For these applications, the glasses need to be strong and ductile, or at least less brittle. Most metallic glasses have a high tensile strength, when compared to their crystalline counterparts, but low ductility, and therefore low toughness. From a previous study at UVa, one way for increasing the toughness in Fe-based glass was to employ an alloying strategy where the addition of solute elements would tune the electron structure of the glass composition in a direction that leads to more metallic behavior of the host element, in this case iron. A similar electronic structure manipulation strategy model was proposed and used here to determine which calcium-based glass compositions might improve toughness. From this work it was determined that Ca-Mg was the most ductile system, while Ca-Al and Ca-Cu systems were very brittle. The binary system with Mg was more ductile than the Al or Cu systems because when alloyed, the lowest amount of charge was transferred away from Ca, the solvent metallic element.
Adjusting the compositions, Ca72Mg28 was determined to be the most ductile. Unfortunately, this predicted and experimentally verified ductile composition rapidly embrittled in ambient lab conditions, once removed from a vacuum. The time for embrittlement was on the order of minutes. Based on these results, a research project was established to determine, as clearly as possible, the atomic/electronic mechanism for this embrittlement. The goal was that if the process could be understood, then it might be possible to mitigate the deleterious effects. The research proposed was to isolate the atmospheric component(s) responsible for the embrittlement and then to follow the chemical reactions within the bulk of the Ca-glass in a detailed fashion. Further, the hypothesis to be tested is whether this atmospheric component is responsible for any charge transferred away from calcium, thus decreasing the metallic bonds present and in the process embrittling the Ca glass. This would be an independent test of the strategy applied for the Fe-based amorphous steels and demonstrate that it is applicable across alloy systems.
To study this process the alloy Ca75Mg15Al10 was selected. It was less ductile than Ca72Mg28 but its duration until becoming brittle was nearly 30 minutes long. Melt-spun ribbons of Ca75Mg15Al10 about 20 microns thick were tested. Ductility was monitored through a bend-over-mandrel critical failure test that was performed on these ribbons, after they were exposed to various ambient lab conditions and individual high purity components of the atmosphere. Following these tests it was determined that the condition leading to embrittlement was a reaction of the calcium ribbon surface with humidity, or water vapor, in the lab air.
Following the identification of the atmospheric component leading to rapid deterioration of the metallic glass ribbons, reactions of H2O with the ribbon were more closely examined. Here it was determined that the humidity dissociates into hydrogen as a byproduct of the reaction between H2O and Ca to produce Ca(OH)2. This is the initial reaction responsible for the embrittlement mechanism. The free hydrogen penetrates the Ca glass rapidly to bond with metal Ca in the ribbon bulk to form CaH2, a strong ionic salt. The ionic bonds replace the metallic Ca bonds leading to charge transfer, thus embrittling the calcium glass.

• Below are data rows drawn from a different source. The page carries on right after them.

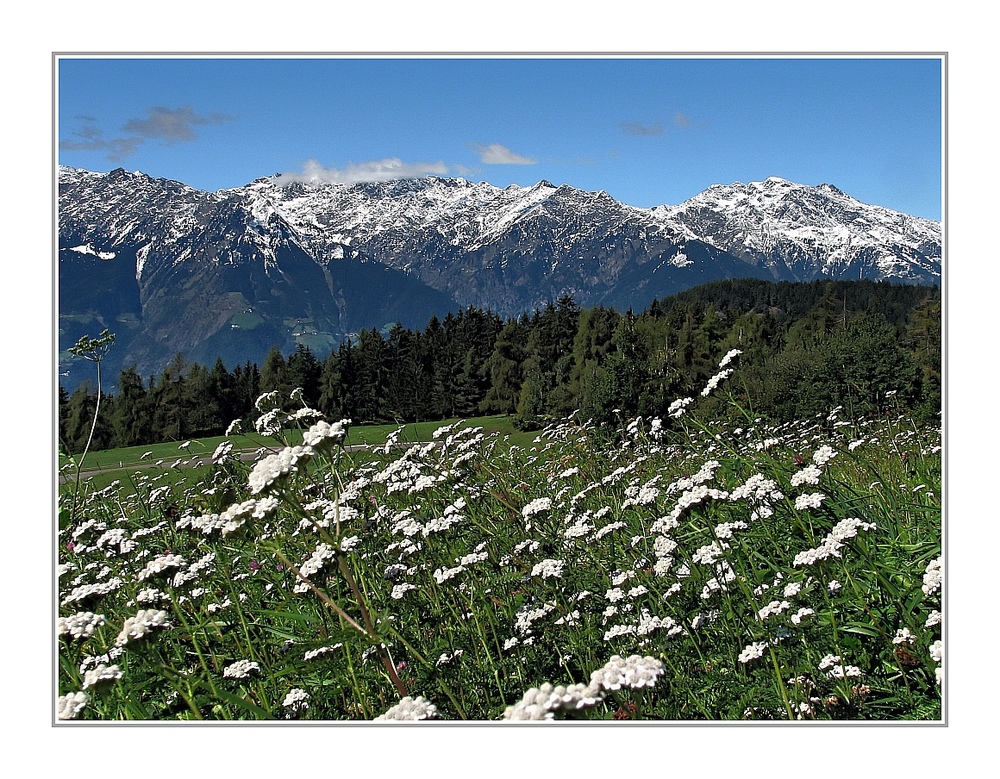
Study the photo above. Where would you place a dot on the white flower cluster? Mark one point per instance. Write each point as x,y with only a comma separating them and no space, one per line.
633,672
399,590
832,665
323,434
222,452
543,702
714,381
549,569
752,651
679,407
68,706
80,625
729,357
823,455
834,541
810,500
808,475
241,669
320,556
101,673
276,466
772,608
296,701
410,709
142,623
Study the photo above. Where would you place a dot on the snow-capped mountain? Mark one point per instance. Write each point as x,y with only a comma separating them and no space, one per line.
801,233
234,272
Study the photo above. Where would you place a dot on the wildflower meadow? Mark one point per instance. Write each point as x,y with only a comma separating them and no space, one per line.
692,567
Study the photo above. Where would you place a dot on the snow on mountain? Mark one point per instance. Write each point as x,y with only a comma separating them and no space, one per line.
236,271
806,232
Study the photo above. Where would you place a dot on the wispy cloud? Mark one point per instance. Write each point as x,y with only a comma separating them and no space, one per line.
314,172
495,154
169,125
637,128
683,121
172,124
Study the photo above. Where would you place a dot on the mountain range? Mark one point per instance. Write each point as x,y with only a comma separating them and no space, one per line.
173,269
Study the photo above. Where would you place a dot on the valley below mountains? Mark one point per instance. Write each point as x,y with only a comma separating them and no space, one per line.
230,274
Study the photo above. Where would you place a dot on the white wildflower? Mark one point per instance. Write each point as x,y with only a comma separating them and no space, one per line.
296,701
808,475
68,706
410,709
101,673
752,652
548,569
823,455
80,625
241,669
810,500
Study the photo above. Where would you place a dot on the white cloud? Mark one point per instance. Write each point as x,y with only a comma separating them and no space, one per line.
389,169
637,128
495,154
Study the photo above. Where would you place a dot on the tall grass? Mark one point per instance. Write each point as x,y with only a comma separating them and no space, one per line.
674,569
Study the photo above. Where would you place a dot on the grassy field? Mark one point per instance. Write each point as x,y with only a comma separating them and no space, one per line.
682,568
110,462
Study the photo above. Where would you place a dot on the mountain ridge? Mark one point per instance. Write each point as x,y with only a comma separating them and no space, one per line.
177,269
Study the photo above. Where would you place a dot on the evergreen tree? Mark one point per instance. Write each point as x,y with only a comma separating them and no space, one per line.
304,370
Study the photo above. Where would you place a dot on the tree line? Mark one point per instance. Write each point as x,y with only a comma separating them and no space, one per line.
807,347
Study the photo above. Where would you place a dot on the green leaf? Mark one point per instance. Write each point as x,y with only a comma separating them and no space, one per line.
864,630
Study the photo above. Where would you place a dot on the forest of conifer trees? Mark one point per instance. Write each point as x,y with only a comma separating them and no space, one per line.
807,347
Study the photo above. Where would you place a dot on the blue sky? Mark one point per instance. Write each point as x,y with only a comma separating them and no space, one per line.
647,130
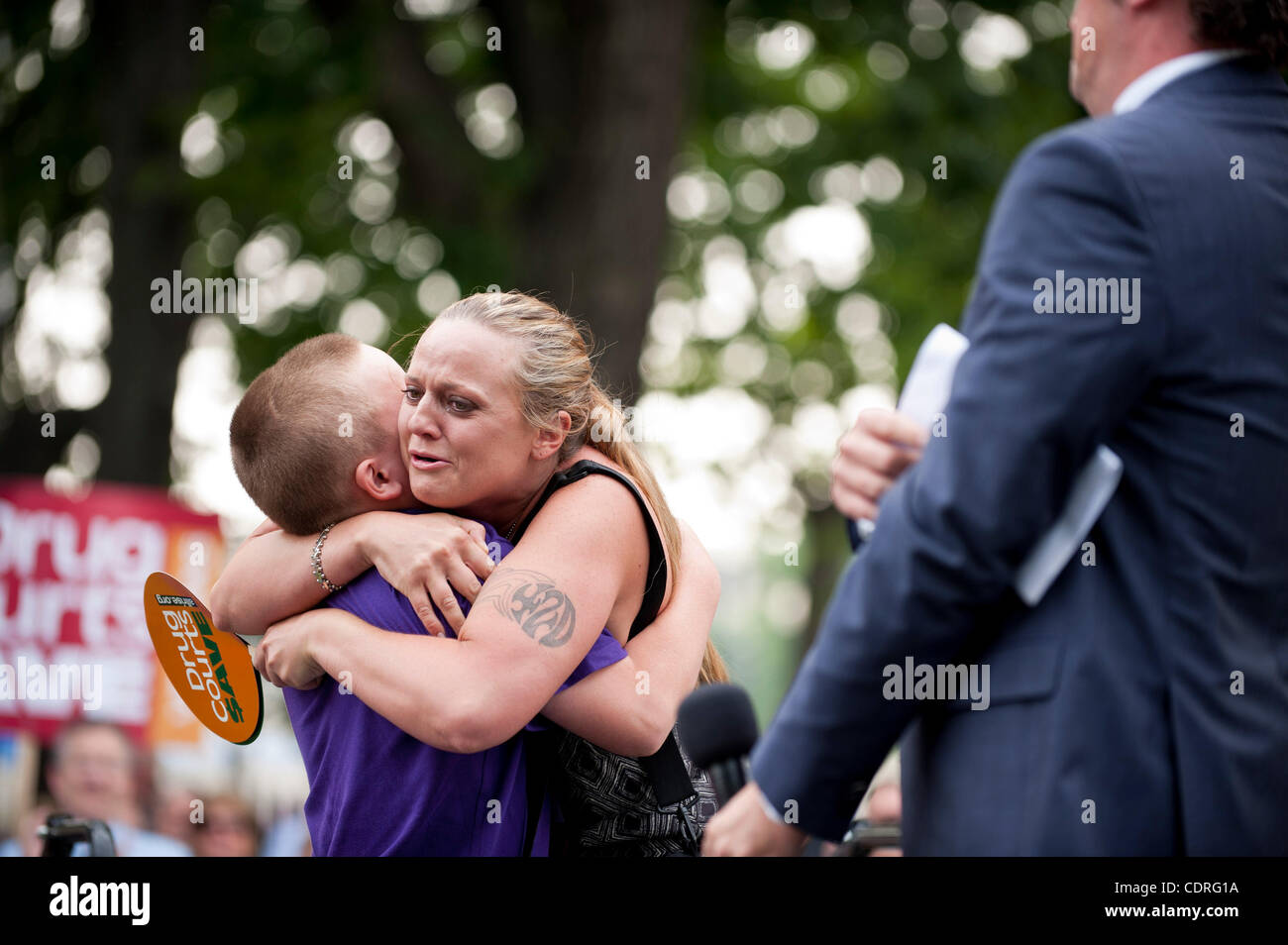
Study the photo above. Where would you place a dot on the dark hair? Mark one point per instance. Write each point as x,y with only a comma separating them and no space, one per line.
1256,25
287,448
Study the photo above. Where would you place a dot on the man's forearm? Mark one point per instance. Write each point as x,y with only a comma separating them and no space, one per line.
270,577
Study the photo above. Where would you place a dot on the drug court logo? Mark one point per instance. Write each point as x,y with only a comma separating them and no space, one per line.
209,669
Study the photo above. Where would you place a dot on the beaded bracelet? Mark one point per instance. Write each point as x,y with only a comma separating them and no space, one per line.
317,562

To verify this process, measurements of various calcium compound formation and determining the location of hydrogen over time was done using x-ray photoelectron spectroscopy (XPS) and secondary ion mass spectrometry (SIMS). Their results plus the growth kinetics of the Ca(OH)2 layer, that was grown in a 75% relative humidity (RH) environment, measured using scanning electron microscope (SEM), established that hydrogen is causing the embrittlement though electron transfer from calcium. Further, it is water vapor from the atmosphere that initiates the process.